Dr. Magnuson was the founding chair of the highly ranked Department of Genetics and Director of the newly established Carolina Center for Genome Sciences at UNC Chapel Hill. He also created the Cancer Genetics Program in the UNC Lineberger Comprehensive Cancer Center. He was appointed Vice Dean for Research at the School of Medicine in 2010, and in 2016 he was named Vice Chancellor for Research. A founding member of the International Mammalian Genome Society, Dr. Magnuson served on the external advisory committee for the Jackson Laboratory Mouse Genome Database and was Chair of the Jackson Laboratory Board of Scientific Overseers. He has served on the Board of Directors of the Society for Developmental Biology, the Genetics Society of America, and he was a Board Member of the publically traded CRO Company, PPD. He was appointed by the National Academies to establish guidelines for work with human embryonic stem cells, and also served as vice chair of an Institute of Medicine (now National Academy of Medicine) committee evaluating the California Institute for Regenerative Medicine. He then served as a member of the National Academy of Medicine’s (NAM) committee reviewing the NIH Recombinant DNA Advisory Committee, and also was a member on the NAM committee assessing the state of ovarian cancer research. Currently, he is a member of the NIH stem cell working group, the NIH Council of Councils, the NIH Precision Medicine Advisory Committee, and the National Academies forum on regenerative Medicine. He was elected to the American Academy of Arts and Sciences, a fellow of the AAAS, and to the National Academy of Medicine. He served on the International Selection Committee for the Franklin Institute’s Bower Prize in Genomics and is a Senior Editor for Genetics and a member of the Board of Reviewing Editors for Science Signaling. He has trained 35 postdoctoral fellows and 16 graduate students. He was recognized twice as the outstanding graduate student mentor by vote of the graduate students.

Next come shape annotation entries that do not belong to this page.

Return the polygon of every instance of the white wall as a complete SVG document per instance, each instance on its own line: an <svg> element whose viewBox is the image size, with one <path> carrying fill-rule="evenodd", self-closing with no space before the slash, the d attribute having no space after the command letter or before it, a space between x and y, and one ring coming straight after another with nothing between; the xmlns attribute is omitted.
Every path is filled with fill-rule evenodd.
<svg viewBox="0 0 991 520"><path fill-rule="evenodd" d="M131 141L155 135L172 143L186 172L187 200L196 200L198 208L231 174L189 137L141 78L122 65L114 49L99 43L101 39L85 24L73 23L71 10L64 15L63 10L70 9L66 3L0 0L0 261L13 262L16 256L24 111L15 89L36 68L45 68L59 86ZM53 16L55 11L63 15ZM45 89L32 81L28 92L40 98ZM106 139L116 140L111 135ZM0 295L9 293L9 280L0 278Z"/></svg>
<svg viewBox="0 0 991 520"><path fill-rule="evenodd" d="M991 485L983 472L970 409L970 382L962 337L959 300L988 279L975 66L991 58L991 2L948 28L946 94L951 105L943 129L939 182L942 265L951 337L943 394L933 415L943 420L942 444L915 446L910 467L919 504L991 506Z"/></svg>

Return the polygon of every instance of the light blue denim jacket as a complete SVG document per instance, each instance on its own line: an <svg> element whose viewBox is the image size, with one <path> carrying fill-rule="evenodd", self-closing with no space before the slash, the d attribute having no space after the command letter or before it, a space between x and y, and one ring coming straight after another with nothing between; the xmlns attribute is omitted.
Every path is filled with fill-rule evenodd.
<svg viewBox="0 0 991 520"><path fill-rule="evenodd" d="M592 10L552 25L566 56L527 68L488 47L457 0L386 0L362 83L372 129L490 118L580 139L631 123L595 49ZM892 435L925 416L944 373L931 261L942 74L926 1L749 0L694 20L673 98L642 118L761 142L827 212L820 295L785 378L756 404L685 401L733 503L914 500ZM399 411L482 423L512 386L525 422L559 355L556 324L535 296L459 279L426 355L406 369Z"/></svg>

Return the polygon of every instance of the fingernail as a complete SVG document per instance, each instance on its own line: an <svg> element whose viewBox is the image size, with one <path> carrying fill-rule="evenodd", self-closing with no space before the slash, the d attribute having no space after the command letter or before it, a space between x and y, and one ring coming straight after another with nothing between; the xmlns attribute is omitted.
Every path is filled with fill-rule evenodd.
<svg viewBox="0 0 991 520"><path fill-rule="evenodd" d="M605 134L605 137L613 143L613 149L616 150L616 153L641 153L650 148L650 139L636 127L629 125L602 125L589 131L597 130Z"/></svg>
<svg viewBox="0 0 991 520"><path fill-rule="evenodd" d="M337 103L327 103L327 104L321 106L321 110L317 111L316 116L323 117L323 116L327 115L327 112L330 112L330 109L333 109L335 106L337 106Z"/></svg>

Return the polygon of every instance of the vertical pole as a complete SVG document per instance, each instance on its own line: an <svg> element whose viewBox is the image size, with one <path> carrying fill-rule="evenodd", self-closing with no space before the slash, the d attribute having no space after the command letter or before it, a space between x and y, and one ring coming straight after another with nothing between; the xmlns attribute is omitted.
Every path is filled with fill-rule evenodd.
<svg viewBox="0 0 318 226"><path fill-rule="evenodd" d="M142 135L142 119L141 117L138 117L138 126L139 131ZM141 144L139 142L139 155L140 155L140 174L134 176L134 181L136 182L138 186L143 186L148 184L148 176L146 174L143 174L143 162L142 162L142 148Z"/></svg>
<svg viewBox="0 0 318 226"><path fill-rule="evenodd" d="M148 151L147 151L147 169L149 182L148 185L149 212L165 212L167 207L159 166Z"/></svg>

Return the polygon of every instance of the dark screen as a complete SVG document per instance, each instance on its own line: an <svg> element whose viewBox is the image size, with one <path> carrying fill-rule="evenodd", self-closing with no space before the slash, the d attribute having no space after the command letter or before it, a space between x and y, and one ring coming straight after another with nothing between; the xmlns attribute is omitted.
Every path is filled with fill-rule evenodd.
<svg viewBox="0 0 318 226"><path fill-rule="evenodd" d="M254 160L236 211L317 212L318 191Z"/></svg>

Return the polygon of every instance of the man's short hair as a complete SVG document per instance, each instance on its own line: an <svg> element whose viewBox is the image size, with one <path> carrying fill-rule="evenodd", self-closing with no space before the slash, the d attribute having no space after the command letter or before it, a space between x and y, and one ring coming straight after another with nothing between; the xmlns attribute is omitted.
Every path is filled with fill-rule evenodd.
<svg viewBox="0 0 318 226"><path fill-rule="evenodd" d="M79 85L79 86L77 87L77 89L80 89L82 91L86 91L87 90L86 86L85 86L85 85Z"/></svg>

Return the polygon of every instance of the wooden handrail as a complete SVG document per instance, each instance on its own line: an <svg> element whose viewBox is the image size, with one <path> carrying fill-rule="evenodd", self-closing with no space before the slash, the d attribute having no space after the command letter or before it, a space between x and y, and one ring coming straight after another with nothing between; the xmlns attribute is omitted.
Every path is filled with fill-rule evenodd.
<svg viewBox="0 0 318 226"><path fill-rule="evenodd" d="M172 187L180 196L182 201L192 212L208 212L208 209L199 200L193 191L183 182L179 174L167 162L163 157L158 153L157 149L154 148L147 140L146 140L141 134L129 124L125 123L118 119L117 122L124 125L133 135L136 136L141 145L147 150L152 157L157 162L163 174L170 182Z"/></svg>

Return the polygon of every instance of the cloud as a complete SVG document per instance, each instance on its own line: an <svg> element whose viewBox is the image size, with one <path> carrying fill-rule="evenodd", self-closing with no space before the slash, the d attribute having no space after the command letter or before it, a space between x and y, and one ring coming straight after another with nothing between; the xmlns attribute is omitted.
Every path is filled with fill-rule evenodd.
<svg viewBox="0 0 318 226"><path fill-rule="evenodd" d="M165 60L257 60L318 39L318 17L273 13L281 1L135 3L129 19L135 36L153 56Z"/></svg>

Dr. Magnuson was a Pew Scholar in the Biomedical Sciences, the recipient of the Basil O’Connor new investigator award from the March of Dimes, and also received the distinguished Alumnus Award from the Weill Cornell University Graduate School of Medical Sciences. The work in the Magnuson lab focuses on the role of mammalian genes in unique epigenetic phenomena such as genomic imprinting, X-chromosome inactivation and stem cell pluripotency. His lab discovered the mammalian Eed gene, a core subunit of the PRC2 complex, and was the first to demonstrate its role in X-inactivation, and therefore, mammalian epigenetic inheritance. His work stands out as definitive evidence for a Polycomb role in epigenetic regulation. This work was followed by a series of publications leading to the concept of Xist independent or backup mechanism for X chromosome inactivation, which is now becoming an accepted concept. His lab was a leader in demonstrating demethylase independent function for the histone H3K27 demethylase complexes. The lab also has made important contributions towards understanding the genomic complexity and dynamics of chromatin remodeling complexes.